Грейсон медленно вошел в карету и сел напротив нее. Кейт с интересом изучала интерьер. Стены кареты были отделаны зеленым шелком, спинки — более светлым бархатом. Жаровня с углями давала тепло. Это была очень удобная, очень дорогая карета.
— Какая большая карета, — сказала мисс Бержерон. — Я не имела удовольствия ездить в таких просторных каретах.
— Подозреваю, что довольно скоро вы будете иметь это удовольствие постоянно, — заметил Грейсон, подавая сигнал кучеру. — Принц наверняка пожелает поразить вас грандиозностью.
Карета тронулась, мисс Бержерон посмотрела на Грейсона.
— Это уже не поразит меня. — Она с улыбкой откинулась на сиденье, сверкнув бриллиантами на шее.
— Вероятно, вы уже видели и прекрасное ожерелье, раз вас не поразил мой подарок, — предположил Грейсон.
Мисс Бержерон заморгала глазами, а затем засмеялась. Однако Грейсону не хотелось смеяться. Он подался вперед.
— Скажите, пожалуйста, мисс Бержерон, почему вы вернули ожерелье, которое я вам послал?
— Я вовсе не хотела уязвить вас, ваша светлость, — улыбнулась она.
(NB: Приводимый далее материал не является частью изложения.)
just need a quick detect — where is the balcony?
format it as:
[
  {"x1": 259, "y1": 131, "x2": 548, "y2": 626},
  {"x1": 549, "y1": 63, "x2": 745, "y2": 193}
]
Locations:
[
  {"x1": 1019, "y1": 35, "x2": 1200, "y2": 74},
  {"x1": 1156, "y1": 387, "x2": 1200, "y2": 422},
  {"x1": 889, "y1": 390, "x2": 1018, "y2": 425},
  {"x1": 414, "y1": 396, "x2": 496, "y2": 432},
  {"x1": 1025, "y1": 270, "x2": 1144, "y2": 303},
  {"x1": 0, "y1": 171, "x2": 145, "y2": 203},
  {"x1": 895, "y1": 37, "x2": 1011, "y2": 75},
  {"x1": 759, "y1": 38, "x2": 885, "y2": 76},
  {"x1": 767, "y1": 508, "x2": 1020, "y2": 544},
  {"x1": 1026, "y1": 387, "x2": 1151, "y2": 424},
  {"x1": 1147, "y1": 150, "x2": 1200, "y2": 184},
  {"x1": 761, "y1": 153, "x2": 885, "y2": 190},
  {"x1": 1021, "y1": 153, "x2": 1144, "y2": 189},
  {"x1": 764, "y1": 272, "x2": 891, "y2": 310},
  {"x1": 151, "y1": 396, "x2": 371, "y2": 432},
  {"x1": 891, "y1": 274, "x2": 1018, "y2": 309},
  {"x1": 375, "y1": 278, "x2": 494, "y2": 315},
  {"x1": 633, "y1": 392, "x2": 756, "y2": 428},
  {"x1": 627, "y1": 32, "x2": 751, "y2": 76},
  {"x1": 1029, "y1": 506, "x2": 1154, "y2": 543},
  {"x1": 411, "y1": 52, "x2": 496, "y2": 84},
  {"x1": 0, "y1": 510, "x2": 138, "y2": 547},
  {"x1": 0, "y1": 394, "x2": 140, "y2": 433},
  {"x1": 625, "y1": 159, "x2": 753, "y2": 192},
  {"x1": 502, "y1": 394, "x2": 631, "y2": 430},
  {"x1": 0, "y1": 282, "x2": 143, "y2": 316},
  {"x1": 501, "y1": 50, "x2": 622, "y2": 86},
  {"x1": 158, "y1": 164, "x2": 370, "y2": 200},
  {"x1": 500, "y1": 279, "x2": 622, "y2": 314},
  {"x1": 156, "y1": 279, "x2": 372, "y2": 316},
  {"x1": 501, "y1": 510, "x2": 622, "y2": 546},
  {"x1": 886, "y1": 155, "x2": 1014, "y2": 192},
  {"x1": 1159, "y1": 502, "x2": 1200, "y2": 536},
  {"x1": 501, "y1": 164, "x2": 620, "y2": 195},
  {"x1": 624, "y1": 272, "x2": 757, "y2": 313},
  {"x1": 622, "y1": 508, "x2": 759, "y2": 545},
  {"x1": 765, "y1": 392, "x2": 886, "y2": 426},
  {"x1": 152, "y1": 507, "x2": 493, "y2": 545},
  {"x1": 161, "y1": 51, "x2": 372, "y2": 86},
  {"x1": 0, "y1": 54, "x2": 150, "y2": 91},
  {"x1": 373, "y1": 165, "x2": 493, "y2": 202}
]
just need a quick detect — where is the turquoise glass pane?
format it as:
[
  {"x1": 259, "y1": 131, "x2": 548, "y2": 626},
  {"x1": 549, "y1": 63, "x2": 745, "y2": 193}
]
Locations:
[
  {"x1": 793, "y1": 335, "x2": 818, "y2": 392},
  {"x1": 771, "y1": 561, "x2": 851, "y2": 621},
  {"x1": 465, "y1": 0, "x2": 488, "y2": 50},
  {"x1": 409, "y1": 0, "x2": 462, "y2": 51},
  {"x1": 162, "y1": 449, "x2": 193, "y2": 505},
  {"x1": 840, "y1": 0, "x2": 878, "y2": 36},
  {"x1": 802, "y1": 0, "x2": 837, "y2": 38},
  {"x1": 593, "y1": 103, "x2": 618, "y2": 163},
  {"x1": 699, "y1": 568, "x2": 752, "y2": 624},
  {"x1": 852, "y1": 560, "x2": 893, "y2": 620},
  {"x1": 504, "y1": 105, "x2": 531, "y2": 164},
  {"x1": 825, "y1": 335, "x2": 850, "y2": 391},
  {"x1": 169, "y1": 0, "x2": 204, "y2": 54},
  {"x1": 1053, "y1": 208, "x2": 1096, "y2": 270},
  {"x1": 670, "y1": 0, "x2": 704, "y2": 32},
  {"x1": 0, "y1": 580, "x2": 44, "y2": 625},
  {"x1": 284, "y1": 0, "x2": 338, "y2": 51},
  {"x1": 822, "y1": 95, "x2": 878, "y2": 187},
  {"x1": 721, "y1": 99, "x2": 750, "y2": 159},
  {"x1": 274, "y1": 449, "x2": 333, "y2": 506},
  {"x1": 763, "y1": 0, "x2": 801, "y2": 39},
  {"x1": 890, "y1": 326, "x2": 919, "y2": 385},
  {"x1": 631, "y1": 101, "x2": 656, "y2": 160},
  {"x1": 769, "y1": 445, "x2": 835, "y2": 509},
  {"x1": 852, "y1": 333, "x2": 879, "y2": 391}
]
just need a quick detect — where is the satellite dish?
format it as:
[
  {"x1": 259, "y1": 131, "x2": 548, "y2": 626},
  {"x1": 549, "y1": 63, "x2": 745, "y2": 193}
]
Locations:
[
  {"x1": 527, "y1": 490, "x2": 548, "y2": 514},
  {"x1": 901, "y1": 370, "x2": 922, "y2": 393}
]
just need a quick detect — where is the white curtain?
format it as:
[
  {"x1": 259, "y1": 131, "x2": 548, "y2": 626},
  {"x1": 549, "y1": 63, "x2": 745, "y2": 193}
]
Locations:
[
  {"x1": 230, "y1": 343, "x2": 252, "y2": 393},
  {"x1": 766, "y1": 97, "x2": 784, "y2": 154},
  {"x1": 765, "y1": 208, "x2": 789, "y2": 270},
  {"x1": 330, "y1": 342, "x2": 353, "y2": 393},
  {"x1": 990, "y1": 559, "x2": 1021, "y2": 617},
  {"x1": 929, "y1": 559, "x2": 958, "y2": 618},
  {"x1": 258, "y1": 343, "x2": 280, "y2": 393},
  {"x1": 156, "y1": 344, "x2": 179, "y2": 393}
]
— Вы меня нисколько не уязвили, — возразил Грейсон. Это было совершенно нелепо. Как будто его это волновало. — Однако вы, судя по всему, любите драгоценности, — добавил он, показывая на ее ожерелье. — Почему же вы его не приняли?
— Потому что подарок был чрезмерно щедрым.
— Чрезмерно щедрым? — переспросил Грейсон, чтобы удостовериться в правильности услышанного.
— Угу, — кивнула она, словно это было совершенно обоснованным объяснением.
— Чрезмерно щедрым? — недоверчиво повторил он. — Мадам, я заявляю вам, что за всю свою тридцатилетнюю жизнь никогда не слышал, чтобы женщина жаловалась на то, что украшение является слишком щедрым подарком.
— Они, должно быть, были вашими любовницами. А поскольку я не являюсь вашей любовницей, я подумала, что это слишком щедрый подарок.
Слово «любовница» щекотало и дразнило.
— Это смешно, — громко сказал он. — Я — герцог. Я не привык дарить дешевые безделушки. Я просто пытался принести извинения за то, что был груб.
— Я вполне понимаю ваше намерение, — заверила она. — Но ожерелье кажется слишком щедрым подарком для такой пустячной вещи, и я не хотела бы чувствовать себя чем-то вам обязанной.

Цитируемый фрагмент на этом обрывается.